Literature DB >> 18541060

Asymmetric bagging and feature selection for activities prediction of drug molecules.

Guo-Zheng Li¹, Hao-Hua Meng, Wen-Cong Lu, Jack Y Yang, Mary Qu Yang.

Abstract

BACKGROUND: Activities of drug molecules can be predicted by QSAR (quantitative structure activity relationship) models, which overcomes the disadvantages of high cost and long cycle by employing the traditional experimental method. With the fact that the number of drug molecules with positive activity is rather fewer than that of negatives, it is important to predict molecular activities considering such an unbalanced situation.
RESULTS: Here, asymmetric bagging and feature selection are introduced into the problem and asymmetric bagging of support vector machines (asBagging) is proposed on predicting drug activities to treat the unbalanced problem. At the same time, the features extracted from the structures of drug molecules affect prediction accuracy of QSAR models.
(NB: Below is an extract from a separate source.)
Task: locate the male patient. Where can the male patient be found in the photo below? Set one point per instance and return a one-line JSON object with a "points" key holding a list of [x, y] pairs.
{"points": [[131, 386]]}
Therefore, a novel algorithm named PRIFEAB is proposed, which applies an embedded feature selection method to remove redundant and irrelevant features for asBagging. Numerical experimental results on a data set of molecular activities show that asBagging improve the AUC and sensitivity values of molecular activities and PRIFEAB with feature selection further helps to improve the prediction ability.
CONCLUSION: Asymmetric bagging can help to improve prediction accuracy of activities of drug molecules, which can be furthermore improved by performing feature selection to select relevant features from the drug molecules data sets.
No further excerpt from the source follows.